No livro Novelas do Minho, de Camilo Castelo Branco, mais propriamente na novela Maria Moisés, refere-se a origem do topónimo Santarém.
Já aqui escrevemos sobre o culto da corça pelos Celtas (0s
Lusitanos eram Celtas) e da sua presença nas lendas de São Pedro de
Vir-A-Corça, Monsanto, e da Senhora da Orada, São Vicente da Beira.
Mas vamos então ao Camilo:
O rei da Lusitânia Gorgoris teve uma
filha que se apaixonou por um homem de baixa extração. O que denunciou estes
amores foi, diz Bernardo de Brito em uma palavra de cunho português de
lei, foi a «emprenhidão».
- Credo! Que palavra! – exclamou com engulho
D. Maria Tibúrcia.
- Não parece palavra de pessoa
eclesiástica! – notou a outra senhora não menos escandalizada.
O mano Teutónio, como tinha piscado o
olho direito ao cónego, ria-se, e o cónego, com a maior gravidade, disse:
- Minhas senhoras, os antigos faziam
as coisas e diziam-nas; hoje em dia a civilidade não permite dizê-las. Ande lá
com a filha de Gorgoris, sr. desembargador.
- Deu ela à luz um menino, que o avô
deitou às feras; e, como as feras o não comessem, atirou-o ao Tejo. Foi o
menino encontrado no sítio que hoje chamam Santarém; e, como quer que uma corça
lhe desse o primeiro leite, chamou-se o menino Abidis, e daí veio
chamar-se o lugar Esca Abis (manjar de Abidis), e, corrupto, Scalabis,
etc.
Notas:
Frei Bernardo de Brito (1569-1617) escreveu uma
monumental História de Portugal, em oito volumes, chamada Monarchia Lusitana.
É a ela que o desembargador se refere para explicar a origem do nome Santarém.
Nestas 3 situações em que intervém uma corça a amamentar um
bebé nascido de uma gravidez indesejada (no caso da nossa Orada, a corça
alimenta a moça ainda grávida), a corça é como uma mãe que se dá num amor
incondicional. Seria essa a caraterística que os Celtas atribuíam à corça, no
culto que lhe prestavam?
José Teodoro Prata
3 comentários:
Se calhar nem tem nada a ver, mas, sendo a corça uma cabra selvagem, quem sabe?: acontecia, ainda há relativamente pouco tempo, entregarem os recém-nascidos indesejados ou ilegítimos, juntamente com uma cabra, a uma ama que, na altura, não estivesse em condições de o amamentar com o próprio leite.

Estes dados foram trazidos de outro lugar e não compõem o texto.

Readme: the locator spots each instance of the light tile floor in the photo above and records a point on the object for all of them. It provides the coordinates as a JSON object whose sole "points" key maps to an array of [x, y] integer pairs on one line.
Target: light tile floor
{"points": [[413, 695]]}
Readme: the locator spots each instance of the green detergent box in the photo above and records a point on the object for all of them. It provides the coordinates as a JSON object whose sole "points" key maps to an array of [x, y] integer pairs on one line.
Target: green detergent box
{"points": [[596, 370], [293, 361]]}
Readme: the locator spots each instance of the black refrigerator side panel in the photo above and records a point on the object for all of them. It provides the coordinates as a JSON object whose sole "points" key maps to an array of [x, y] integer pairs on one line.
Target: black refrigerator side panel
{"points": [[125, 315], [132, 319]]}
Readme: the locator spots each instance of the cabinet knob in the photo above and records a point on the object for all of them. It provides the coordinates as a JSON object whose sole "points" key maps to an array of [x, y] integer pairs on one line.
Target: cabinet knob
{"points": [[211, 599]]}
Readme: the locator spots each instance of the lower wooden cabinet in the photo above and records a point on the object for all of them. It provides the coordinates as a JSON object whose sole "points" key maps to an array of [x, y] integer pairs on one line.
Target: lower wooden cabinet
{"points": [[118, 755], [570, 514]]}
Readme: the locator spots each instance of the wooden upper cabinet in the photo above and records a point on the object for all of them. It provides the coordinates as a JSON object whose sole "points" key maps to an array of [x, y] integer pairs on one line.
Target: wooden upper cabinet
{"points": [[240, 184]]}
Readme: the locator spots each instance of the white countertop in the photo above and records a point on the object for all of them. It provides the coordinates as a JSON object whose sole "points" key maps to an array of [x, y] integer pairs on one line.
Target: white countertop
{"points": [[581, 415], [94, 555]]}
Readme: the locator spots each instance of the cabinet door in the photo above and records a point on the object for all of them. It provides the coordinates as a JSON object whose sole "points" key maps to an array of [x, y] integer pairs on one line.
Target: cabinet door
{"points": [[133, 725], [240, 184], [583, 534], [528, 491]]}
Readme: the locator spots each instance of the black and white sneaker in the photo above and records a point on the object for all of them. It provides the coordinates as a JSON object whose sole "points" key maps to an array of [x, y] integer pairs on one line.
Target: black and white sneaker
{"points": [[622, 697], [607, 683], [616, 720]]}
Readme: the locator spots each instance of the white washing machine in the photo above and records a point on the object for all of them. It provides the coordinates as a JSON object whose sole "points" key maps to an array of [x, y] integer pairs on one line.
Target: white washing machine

Temos um caso interessante, contado no livro "A casa de Romarigães", e também nos processos de alguns expostos. Serão memórias ancestrais?
Já agora, consegues relatar aqui o caso de A Casa de Romarigães?
Em publicação ou em comentário.
Lá conseguir, consigo, mas tenho que voltar a ler pelo menos essa parte do livro, que já li há tempos.
Penso que é um dos melhores do Aquilino, e, só por ele, vale a pena passar pela Biblioteca e lê-lo todo.